Building a Fair Counsellor Performance Dashboard
ASH Team · 3 July 2026 · 5 min read
Put a conversion leaderboard on the office wall and watch behaviour change within a fortnight: counsellors quietly cherry-pick walk-ins, cold leads age untouched, and your best closer refuses enquiries for the tougher course. The dashboard did exactly what dashboards do — it optimised what it measured. Building one that is fair means measuring what a counsellor actually controls, and being honest about what they do not.
Why outcome-only rankings mislead
Admission rates depend on lead source, course, city, intake timing and fee bracket — none of which the counsellor chose. One person working bulk portal enquiries and another working referral walk-ins are playing different games; ranking them on a single conversion number punishes the draw of the deck, not the play of the hand.
Process metrics: the fair half
These are within a counsellor's control on every single lead, whatever its quality:
- First response time — how quickly a newly assigned lead gets its first call or WhatsApp message.
- Follow-up discipline — the percentage of open leads with a next task scheduled. A lead with no future action is a lead being lost silently.
- Attempts before closure — how many touches a lead received before being marked lost. Marking a lead lost after one missed call is a habit a dashboard should expose.

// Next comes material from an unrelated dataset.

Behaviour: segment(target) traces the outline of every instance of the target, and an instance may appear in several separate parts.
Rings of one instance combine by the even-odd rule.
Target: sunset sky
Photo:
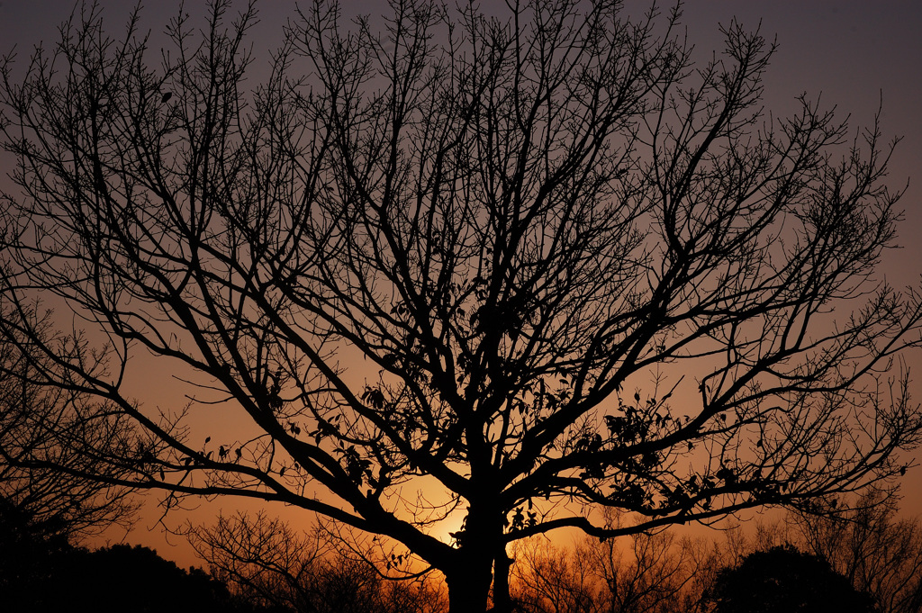
[[[100,4],[110,32],[118,38],[124,29],[125,6],[115,0],[100,0]],[[144,4],[143,25],[156,32],[179,3],[148,0]],[[187,1],[190,7],[204,4]],[[630,0],[627,10],[636,13],[647,4]],[[354,13],[386,10],[383,0],[344,5]],[[19,60],[24,61],[34,43],[53,43],[56,27],[73,6],[71,0],[0,0],[0,51],[6,53],[18,45]],[[481,6],[489,7],[490,0],[482,0]],[[259,6],[262,20],[252,39],[257,69],[266,65],[268,52],[280,41],[281,28],[286,18],[293,17],[295,2],[263,0]],[[682,21],[699,57],[720,50],[718,24],[727,25],[734,18],[747,28],[759,27],[769,40],[776,37],[778,51],[764,80],[765,108],[775,116],[788,114],[795,108],[796,97],[807,92],[810,98],[819,97],[824,108],[835,106],[841,117],[850,113],[854,132],[872,123],[882,99],[884,136],[888,140],[903,138],[892,159],[890,186],[900,189],[907,181],[909,184],[902,201],[905,219],[899,242],[903,248],[886,254],[880,272],[896,286],[918,286],[922,273],[922,3],[693,0],[685,5]],[[0,181],[8,184],[5,177]],[[908,363],[916,373],[915,396],[922,399],[922,354],[910,356]],[[922,453],[916,461],[922,461]],[[906,474],[903,489],[904,513],[922,514],[922,467]],[[211,512],[210,506],[202,511]],[[155,547],[161,555],[186,565],[193,563],[181,539],[169,539],[175,547],[165,542],[155,525],[156,517],[156,513],[148,513],[129,540]]]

- Record hygiene — notes and dispositions filled in, so the next person can pick up the thread.
Outcome metrics, with context attached
Outcomes still matter — but compare like with like. Show conversion within the same source and course, not across the whole book. Track stage progression (enquiry to counselled, counselled to application) rather than only final admission, so movement stays visible during a long cycle. And read outcomes over a full intake, not a single week.
Fair inputs come before fair outputs
No scoring is fair if distribution is not. Round-robin assignment gives everyone a comparable mix, and interest-based routing in ASH sends leads for a course to the counsellors who handle it, so nobody is judged on enquiries they were never equipped to serve. When leads arrive from portals and forms already stamped with source, the context needed for fair comparison is captured without extra work. See how the education module handles routing and counsellor workloads.
Reviewing without weaponising
A fair dashboard is a coaching instrument, not a courtroom exhibit. Review it weekly, lead with process metrics, and treat an outcome gap as a question — is it the leads, the pitch, or the follow-up? ASH's weekly management summary lands the same numbers in the owner's inbox, which keeps reviews regular rather than reactive. If you also track cost per lead and per enrolment by source, you can tell a marketing problem apart from a counselling problem — which is, in the end, what a fair dashboard is for.